Mark Steyn, in The Wall Street Journal, on the success of pro-American leaders:
REMEMBER the conventional wisdom of 2004? Back then, you’ll recall, it was the many members of George Bush’s “unilateral” coalition who were supposed to be in trouble, not least the three doughty warriors of the Anglosphere – the President, Tony Blair and John Howard – who would all be paying a terrible electoral price for lying their way into war in Iraq. The Democrats’ position was that Bush’s rinky-dink nickel-and-dime allies didn’t count: the President has “alienated almost everyone”, said Jimmy Carter, “and now we have just a handful of little, tiny countries supposedly helping us in Iraq”. (That would be Britain, Australia, Poland, Japan . . .) Instead of those nobodies, John Kerry pledged that, under his leadership, “America will rejoin the community of nations” – by which he meant Jacques Chirac, Gerhard Schroeder, the Belgian guy. Two years on, Bush, Blair, Howard and Junichiro Koizumi are all re-elected, while Chirac is the lamest of lame ducks; Schroeder’s government was defeated; and the latest member of the coalition of the unwilling to hit the skids is Canada’s Liberal Party, which fell from office on Monday.

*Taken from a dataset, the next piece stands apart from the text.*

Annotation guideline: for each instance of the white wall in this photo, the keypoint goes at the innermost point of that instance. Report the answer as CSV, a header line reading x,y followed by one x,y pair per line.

No one can say it isn’t so.

The History Wars

If anything proves Howard’s point on the teaching of history it is this statement;
Australian Education Union secretary Andrew Gohl told The Australian: “We know that John Howard says we shouldn’t have a black armband view of history, but what does that mean? Does it mean we can’t talk about the invasion of Australia, or the appalling treatment of indigenous Australians?”
No, but it does mean that your using the word “invasion” precludes any balance in your approach to teaching history.